Activates the policy map on one or more interfaces. global applies the policy map to all interfaces, and interface applies the policy to one interface. Only one global policy is allowed. You can override the global policy on an interface by applying a service policy to that interface. You can only apply one policy map to each interface.

Examples

Example 45-1 Policing Example

In this example, the maximum rate for traffic of the tcp_traffic class is 56,000 bits/second and a maximum burst size of 10,500 bytes per second. For the TG1-BestEffort class, the maximum rate is 200,000 bits/second, with a maximum burst of 37,500 bytes/second.

hostname(config)# access-list tcp_traffic permit tcp any any
hostname(config)# class-map tcp_traffic
hostname(config-cmap)# match access-list tcp_traffic
 
   
hostname(config-cmap)# class-map TG1-BestEffort
hostname(config-cmap)# match tunnel-group tunnel-grp1
hostname(config-cmap)# match flow ip destination-address
 
   
hostname(config)# policy-map qos
hostname(config-pmap)# class tcp_traffic
hostname(config-pmap-c)# police output 56000 10500
 
   
hostname(config-pmap-c)# class TG1-best-effort
hostname(config-pmap-c)# police output 200000 37500
 
   
hostname(config-pmap-c)# class class-default
hostname(config-pmap-c)# police output 1000000 37500
 
   
hostname(config-pmap-c)# service-policy qos global

Monitoring QoS

This section includes the following topics:

Viewing QoS Police Statistics

Viewing QoS Police Statistics

To view the QoS statistics for traffic policing, use the show service-policy command with the police keyword:

hostname# show service-policy police
 
   

The following is sample output for the show service-policy police command:

hostname# show service-policy police
 
   
Global policy:
	Service-policy: global_fw_policy
 
   
Interface outside:
	Service-policy: qos
		Class-map: browse
			police Interface outside:
				cir 56000 bps, bc 10500 bytes
				conformed 10065 packets, 12621510 bytes; actions: transmit
				exceeded 499 packets, 625146 bytes; actions: drop
				conformed 5600 bps, exceed 5016 bps
		Class-map: cmap2
			police Interface outside:
				cir 200000 bps, bc 37500 bytes
				conformed 17179 packets, 20614800 bytes; actions: transmit
				exceeded 617 packets, 770718 bytes; actions: drop
				conformed 198785 bps, exceed 2303 bps
 
   

Feature History for QoS

Table 45-1 lists each feature change and the platform release in which it was implemented.

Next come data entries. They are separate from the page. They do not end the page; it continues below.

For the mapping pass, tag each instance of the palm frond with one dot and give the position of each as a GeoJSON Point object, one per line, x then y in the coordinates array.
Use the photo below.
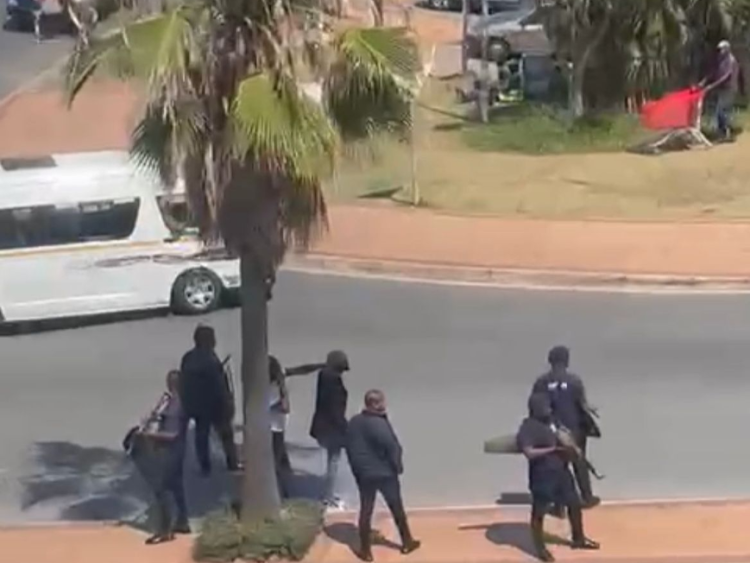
{"type": "Point", "coordinates": [370, 83]}
{"type": "Point", "coordinates": [152, 147]}
{"type": "Point", "coordinates": [281, 128]}
{"type": "Point", "coordinates": [83, 63]}
{"type": "Point", "coordinates": [159, 47]}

Table 45-1 Feature History for QoS 

Feature Name
Platform Releases
Feature Information

Priority queuing and policing

7.0(1)

We introduced QoS priority queuing and policing.

We introduced the following commands: priority-queue, queue-limit, tx-ring-limit, priority, police, show priority-queue statistics, show service-policy police, show service-policy priority, show running-config priority-queue, clear configure priority-queue .

 

   

We introduced the following commands: shape, show service-policy shape.